No one has ever claimed that a key in Kafka should be only a single-value string. Actually, a key can be any type of object, since Kafka just stores it as bytes and doesn’t care what’s inside. This means that here, we can use a composite key. In production, you would most likely want to use an Apache Avro™ key, which, together with the Confluent Schema Registry, can protect the compatibility of the schema. In this example, just for simplicity, we’re going to use a string composite key that concatenates two properties. Until now, we’ve been using userId as a key for the Known Devices aggregate. In our final approach, we will concatenate the userId with the device hash.
Let’s look first at the changes we’re making to the Known Devices topology. The filter operator stays the same, but now there’s no grouping and aggregating. Instead, we now map the New Device Attempt to an event that has a composite key (the userId and the device hash), with the device object as a value. We’re changing our strategy: instead of giving the Known Devices table one row that contains an aggregate with the collection of the user’s known devices, we now will store multiple rows, each representing a different user’s device.
Value | Key |
userX:234abc |
{ os: "Mac OS", browser: "Chrome", platform: "MacIntel", timezone: "UTC+2", language: "PL" } |
userY:qwe544 |
{ os: "Android", browser: "Chrome", platform: "Mobile", timezone: "UTC+1", language: "EN" } |
userX:bnm876 |
{ os: "Windows", browser: "Firefox", platform: "Intel", timezone: "UTC+2", language: "EN" } |
With this strategy, we will need to use the same key for the join in the New Device Attempts topology. The first map operator must set the exact same composite key. After performing the join, we no longer need to check whether the collection stored in the aggregate contains a new device. If the join result is not null, we know immediately that we haven’t seen this user and device combination before. Otherwise, the device is known and trusted.

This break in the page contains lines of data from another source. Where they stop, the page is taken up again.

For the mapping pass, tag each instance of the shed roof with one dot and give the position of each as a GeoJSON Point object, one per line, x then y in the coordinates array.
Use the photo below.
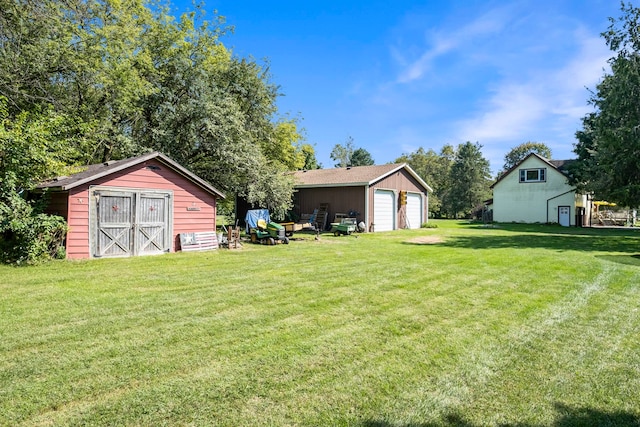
{"type": "Point", "coordinates": [352, 176]}
{"type": "Point", "coordinates": [96, 171]}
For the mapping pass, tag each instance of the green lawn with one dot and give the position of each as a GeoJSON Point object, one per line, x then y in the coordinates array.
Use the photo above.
{"type": "Point", "coordinates": [461, 325]}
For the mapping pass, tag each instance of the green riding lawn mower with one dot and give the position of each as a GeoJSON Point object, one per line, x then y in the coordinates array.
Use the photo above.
{"type": "Point", "coordinates": [262, 230]}
{"type": "Point", "coordinates": [268, 233]}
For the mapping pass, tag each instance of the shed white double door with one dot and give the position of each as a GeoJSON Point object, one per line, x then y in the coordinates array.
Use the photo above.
{"type": "Point", "coordinates": [130, 223]}
{"type": "Point", "coordinates": [414, 210]}
{"type": "Point", "coordinates": [384, 210]}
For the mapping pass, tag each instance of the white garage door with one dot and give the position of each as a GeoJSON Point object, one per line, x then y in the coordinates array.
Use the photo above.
{"type": "Point", "coordinates": [414, 210]}
{"type": "Point", "coordinates": [384, 210]}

By organizing our topologies in this way, we have optimized the whole processing pipeline, removing the stateful aggregate operator. This helps us to reduce memory usage on processing instances and also saves us some bandwidth, since we’re sending smaller events over the network.
One very important note as we close: a distributed system such as this requires detailed analysis. As we’ve seen, it’s fairly easy to run into different types of problems unless we start with a proper design.
This article has illustrated how you can apply the stream processing paradigm to build software that provides results in real time and at scale. Together with ksqlDB (another great way to build stream processors), features in the Kafka Streams framework help engineers to focus on delivering real business value.